Their bats were all honed by the twilight with care
In hopes that Victory on the morrow be there.

The fans were all sleepless, not snug in their beds,
'Cause visions of Buckner danced in their heads.
And Grandpa in his jersey and I in my cap
Had just settled down, vainly to nap.

When out on the lawn there arose such a clatter,
We sprung from our beds to see what's the matter.
Away to the window we flew like a flash
Tore open the shutters and threw up the sash.

The moon in the sky behind the oak tree
Cast a glow of midday on all we could see.
And to our amazement, who should appear?
But the ghost of Bambino, his uniform unclear.

My grandpa turned white, this is the truth.
I rubbed my eyes and looked on Babe Ruth!
Solemnly he spoke, telling the reason he came,
"I was sold to the Yankees and that was a shame."

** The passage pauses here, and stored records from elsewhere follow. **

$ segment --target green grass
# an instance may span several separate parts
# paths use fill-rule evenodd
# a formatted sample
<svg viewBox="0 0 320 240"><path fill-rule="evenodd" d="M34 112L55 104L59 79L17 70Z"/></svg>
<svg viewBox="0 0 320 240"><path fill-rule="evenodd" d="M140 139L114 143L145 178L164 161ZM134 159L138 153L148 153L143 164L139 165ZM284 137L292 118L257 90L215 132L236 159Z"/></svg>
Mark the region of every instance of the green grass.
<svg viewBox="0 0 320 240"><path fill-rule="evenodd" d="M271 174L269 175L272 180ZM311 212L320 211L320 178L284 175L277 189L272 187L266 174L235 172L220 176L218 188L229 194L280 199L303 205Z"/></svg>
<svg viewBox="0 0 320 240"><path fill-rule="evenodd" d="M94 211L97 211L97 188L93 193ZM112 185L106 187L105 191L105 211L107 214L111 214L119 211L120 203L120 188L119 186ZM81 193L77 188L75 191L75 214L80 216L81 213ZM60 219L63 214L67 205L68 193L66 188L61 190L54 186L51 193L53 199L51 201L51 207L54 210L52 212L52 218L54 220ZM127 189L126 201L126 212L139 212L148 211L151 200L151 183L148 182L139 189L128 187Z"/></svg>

"First Shore and Lewis, the first one to go,
Next Leonard and Mays, but then came the blow.
The Babe has been sold, and all you will get,
Is one hundred thousand and 'No No Nannette.'

"They loved me in Beantown, it was so plain to see,
So clear to them all but Harry Frazee.
He needed the greenbacks to put in his purse,
And from that day forward you've suffered my Curse!

"You know the story, the long book of woe,
It started with Pesky when he held the throw."
My grandpa coughed and went for some water,
His throat had gone dry thinking of Slaughter.

"Galehouse and McCarthy, so goes the tale,
Caused many a schoolboy to wonder and wail.
Onward they toiled to that 'Impossible' trance,
Just to face Gibson, he gave them no chance.

"It was getting such a bore that I threw in some tricks,
Like that glorious night known to all as 'Game Six.'
With Fisk I gave you a moment of glee,
But, alas, 'twas Johnson who pulled Willoughby.

"A team should feel safe with such a great lead,
Yet August arrived and they started to bleed.
Take all prior visions, so twisted and bent,
Can they compare to the thought...Bucky Dent?!

"That this was so evil it was thought that the curse
Had drawn to its climax: '...It can't get no worse!'
But with no lessons learned they let go of Fisk,
They sent him away as if there's no risk.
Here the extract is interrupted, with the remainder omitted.